India’s magnet mission faces a growing supply-chain gap as dependence on China deepens across finished magnets and the machines that produce them

November 27, 2025 / 16:46 IST
Building rare earth independence

India’s Rs 7,280-crore plan to cut dependence on permanent magnets imports comes as the country’s reliance on China for both magnets and the equipment needed to make them has risen sharply, a Moneycontrol analysis shows. Permanent magnets, used in electric vehicles, wind turbines, defence systems, electronics and renewable energy, remain overwhelmingly import-dependent even as local demand accelerates.

Permanent dependence?

Over the past decade, India’s permanent magnet imports have expanded rapidly. Total imports grew from about $65 million in 2013 to more than $198 million in 2024, before easing this year.

China now accounts for over 80 percent of India’s magnet imports, up from 73–75 percent a decade ago. Other exporters such as South Korea, Germany, Japan and Malaysia remain far behind.

Even in 2025, despite restrictions, China held an 80 percent share in India’s imports of permanent magnets made of metals.

India’s dependence extends to machinery as well

The dependence is no longer limited to finished magnets.
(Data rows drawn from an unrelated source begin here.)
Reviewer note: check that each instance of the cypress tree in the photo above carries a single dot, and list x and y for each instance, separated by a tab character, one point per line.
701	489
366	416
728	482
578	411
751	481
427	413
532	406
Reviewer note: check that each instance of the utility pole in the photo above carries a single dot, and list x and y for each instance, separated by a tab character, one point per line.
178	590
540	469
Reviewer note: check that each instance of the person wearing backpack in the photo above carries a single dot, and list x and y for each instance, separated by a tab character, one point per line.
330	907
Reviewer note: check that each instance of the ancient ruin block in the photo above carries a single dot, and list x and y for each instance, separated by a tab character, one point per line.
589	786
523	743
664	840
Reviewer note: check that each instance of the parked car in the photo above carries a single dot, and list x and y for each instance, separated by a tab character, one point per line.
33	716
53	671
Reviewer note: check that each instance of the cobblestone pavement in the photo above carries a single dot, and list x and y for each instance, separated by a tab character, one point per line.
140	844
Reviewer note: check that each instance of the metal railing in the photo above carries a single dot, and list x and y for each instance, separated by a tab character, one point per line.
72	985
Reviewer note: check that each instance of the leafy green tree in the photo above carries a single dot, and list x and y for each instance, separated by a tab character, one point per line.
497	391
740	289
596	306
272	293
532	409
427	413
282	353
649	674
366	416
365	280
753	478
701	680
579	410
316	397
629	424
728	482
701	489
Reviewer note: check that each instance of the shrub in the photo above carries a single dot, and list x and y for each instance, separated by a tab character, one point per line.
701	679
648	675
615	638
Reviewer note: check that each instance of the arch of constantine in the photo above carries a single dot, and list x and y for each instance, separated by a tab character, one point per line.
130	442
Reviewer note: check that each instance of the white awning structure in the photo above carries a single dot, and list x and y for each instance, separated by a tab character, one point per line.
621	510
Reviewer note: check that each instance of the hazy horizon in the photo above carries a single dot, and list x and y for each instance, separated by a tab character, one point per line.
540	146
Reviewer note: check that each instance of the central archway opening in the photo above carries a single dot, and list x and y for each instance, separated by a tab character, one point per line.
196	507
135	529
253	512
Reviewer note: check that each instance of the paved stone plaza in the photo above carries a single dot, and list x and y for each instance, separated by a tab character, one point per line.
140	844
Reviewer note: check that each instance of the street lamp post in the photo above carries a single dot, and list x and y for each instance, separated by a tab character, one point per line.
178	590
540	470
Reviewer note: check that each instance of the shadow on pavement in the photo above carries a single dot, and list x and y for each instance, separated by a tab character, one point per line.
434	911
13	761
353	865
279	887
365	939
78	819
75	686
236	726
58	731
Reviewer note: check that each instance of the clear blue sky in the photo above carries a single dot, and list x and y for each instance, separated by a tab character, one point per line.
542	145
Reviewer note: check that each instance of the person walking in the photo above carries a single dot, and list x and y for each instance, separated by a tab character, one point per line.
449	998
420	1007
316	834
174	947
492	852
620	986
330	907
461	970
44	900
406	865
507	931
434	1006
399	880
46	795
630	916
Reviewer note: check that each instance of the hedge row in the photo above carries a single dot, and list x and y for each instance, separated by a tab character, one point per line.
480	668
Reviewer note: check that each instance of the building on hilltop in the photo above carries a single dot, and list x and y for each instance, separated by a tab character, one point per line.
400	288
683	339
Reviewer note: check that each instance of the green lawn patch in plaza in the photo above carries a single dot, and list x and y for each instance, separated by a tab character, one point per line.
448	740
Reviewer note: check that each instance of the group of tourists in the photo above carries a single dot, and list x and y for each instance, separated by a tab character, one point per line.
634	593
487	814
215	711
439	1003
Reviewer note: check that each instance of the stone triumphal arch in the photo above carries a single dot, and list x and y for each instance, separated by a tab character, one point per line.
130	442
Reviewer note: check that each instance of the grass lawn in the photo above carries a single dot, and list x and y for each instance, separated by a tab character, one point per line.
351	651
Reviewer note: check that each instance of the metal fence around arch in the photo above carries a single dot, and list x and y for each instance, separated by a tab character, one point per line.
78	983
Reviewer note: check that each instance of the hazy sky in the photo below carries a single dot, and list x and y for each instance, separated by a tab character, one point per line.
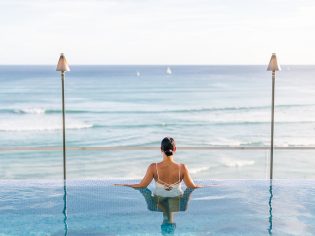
157	31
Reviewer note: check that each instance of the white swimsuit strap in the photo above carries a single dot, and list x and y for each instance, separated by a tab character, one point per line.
164	183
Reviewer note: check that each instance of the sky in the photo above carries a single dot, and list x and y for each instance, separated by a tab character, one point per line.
162	32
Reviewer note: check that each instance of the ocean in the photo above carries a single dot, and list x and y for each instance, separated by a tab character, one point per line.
118	106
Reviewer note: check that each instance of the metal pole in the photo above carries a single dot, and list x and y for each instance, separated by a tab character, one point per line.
272	123
63	125
270	208
64	211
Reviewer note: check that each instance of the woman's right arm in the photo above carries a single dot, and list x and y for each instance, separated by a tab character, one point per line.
187	178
Imports of specialised equipment used in rare-earth separation, refining, alloy production and magnet manufacturing have surged from $1.07 billion in FY18 to $2.47 billion in FY25. China’s role in this segment has grown even faster: imports of such machinery from China jumped from $263 million in FY18 to $1.1 billion in FY25. Its share in India’s machinery imports has nearly doubled — from 24.6 percent to 44.6 percent — the highest in this period.


The machinery sourced from China includes sedimentation and crystallisation agitators, magnetron sputtering and coating systems, winding and laminating machines, industrial mixers, electrolysers for metal extraction, and high-temperature processing furnaces. Imports of magnet-making systems alone have risen fivefold to $864 million, while imports of electrolysers have tripled. China has also overtaken Japan and Germany as India’s largest supplier in several advanced categories.
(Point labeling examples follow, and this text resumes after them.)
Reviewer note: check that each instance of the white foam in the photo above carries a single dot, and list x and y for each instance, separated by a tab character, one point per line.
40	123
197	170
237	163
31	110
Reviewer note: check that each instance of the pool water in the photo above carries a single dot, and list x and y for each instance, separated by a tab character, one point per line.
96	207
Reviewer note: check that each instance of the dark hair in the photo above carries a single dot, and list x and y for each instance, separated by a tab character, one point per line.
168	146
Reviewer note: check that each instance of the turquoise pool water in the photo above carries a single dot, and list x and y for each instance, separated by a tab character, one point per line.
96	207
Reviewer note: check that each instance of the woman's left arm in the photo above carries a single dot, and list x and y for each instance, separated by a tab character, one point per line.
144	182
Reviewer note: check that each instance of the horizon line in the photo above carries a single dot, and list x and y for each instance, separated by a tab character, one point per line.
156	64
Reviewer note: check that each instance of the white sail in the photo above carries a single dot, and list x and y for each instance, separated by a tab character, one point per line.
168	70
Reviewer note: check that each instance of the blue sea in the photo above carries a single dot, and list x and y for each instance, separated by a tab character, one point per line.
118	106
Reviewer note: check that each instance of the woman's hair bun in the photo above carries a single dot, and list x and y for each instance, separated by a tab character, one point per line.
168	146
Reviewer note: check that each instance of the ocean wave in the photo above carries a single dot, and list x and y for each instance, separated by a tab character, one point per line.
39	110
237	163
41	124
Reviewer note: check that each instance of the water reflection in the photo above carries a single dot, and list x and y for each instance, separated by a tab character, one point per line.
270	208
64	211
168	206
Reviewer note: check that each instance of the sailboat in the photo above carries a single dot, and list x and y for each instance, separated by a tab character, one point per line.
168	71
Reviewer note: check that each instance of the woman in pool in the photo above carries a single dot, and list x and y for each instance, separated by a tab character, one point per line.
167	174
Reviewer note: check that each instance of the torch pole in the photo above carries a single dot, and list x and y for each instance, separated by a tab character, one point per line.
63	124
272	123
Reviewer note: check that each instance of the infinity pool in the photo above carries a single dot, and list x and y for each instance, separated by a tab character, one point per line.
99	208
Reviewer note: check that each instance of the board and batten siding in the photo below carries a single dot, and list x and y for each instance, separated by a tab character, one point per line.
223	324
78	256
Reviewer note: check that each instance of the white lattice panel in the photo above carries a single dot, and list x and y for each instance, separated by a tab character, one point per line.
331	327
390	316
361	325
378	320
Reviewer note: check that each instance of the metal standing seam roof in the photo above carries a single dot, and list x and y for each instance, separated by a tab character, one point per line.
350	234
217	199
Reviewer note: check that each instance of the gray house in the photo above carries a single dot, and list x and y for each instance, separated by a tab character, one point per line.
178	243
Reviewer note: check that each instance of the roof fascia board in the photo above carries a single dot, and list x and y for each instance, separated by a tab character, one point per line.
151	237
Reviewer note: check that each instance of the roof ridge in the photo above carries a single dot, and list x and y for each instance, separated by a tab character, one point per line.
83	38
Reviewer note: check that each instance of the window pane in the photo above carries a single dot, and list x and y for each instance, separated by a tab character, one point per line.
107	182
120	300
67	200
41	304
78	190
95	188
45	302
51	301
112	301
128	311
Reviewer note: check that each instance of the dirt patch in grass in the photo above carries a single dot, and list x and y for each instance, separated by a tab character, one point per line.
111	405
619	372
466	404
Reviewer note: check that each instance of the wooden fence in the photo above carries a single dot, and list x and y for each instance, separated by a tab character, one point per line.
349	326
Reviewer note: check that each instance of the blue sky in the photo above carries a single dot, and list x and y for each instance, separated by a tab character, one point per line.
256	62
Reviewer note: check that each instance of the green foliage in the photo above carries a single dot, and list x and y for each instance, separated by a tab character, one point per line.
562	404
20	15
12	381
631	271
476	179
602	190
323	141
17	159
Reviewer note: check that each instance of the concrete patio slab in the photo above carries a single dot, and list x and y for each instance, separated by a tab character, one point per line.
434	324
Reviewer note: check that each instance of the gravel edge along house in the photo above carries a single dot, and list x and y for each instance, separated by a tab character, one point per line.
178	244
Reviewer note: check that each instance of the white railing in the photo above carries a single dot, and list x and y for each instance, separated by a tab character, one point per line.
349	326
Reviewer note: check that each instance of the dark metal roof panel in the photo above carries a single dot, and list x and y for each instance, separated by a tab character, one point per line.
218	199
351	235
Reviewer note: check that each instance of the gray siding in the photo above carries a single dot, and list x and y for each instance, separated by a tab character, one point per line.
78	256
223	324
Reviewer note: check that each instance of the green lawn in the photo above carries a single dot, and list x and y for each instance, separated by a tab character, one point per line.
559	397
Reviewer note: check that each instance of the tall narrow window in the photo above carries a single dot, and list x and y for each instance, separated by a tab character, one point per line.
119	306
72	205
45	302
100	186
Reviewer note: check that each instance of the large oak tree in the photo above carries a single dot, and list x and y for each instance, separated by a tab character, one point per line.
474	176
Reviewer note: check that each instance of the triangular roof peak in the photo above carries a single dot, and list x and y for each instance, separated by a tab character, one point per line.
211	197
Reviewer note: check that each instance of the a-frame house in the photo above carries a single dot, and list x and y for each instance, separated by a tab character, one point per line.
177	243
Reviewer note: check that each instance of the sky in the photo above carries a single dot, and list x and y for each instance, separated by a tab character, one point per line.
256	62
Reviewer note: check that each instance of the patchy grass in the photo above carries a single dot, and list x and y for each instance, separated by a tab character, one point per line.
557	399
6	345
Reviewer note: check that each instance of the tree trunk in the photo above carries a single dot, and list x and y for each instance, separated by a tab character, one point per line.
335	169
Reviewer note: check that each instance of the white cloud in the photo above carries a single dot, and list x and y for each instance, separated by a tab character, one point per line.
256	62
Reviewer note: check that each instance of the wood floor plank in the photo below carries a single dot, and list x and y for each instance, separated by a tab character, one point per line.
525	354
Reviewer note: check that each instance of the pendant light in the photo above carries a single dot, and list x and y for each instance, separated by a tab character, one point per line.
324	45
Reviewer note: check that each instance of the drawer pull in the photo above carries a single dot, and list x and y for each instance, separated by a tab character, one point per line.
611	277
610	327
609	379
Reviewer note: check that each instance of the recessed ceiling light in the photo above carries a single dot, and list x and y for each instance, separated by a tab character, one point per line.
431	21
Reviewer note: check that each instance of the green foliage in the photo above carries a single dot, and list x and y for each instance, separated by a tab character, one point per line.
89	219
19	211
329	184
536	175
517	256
This growing dependence comes at a sensitive time for global rare-earth supply chains. In October, China’s Ministry of Commerce and General Administration of Customs announced new export controls on key rare-earth technologies and equipment, tightening access worldwide.

Given China’s near-monopoly in rare-earth refining, the move has major implications for countries seeking to build domestic capability, including India.

Can the new scheme turn fortunes?

Against this backdrop, the Union Cabinet earlier this week approved a Rs 7,280-crore scheme to develop an integrated ecosystem for sintered rare-earth permanent magnets. The programme includes Rs 6,450 crore in sales-linked incentives and Rs 750 crore in capital support over seven years, to establish at least 6,000 MTPA of domestic magnet-manufacturing capacity.

The scheme covers the full value chain from rare-earth oxides to metals, alloys and finished magnets aiming to reduce import dependence and lay the foundation for a domestic magnet industry.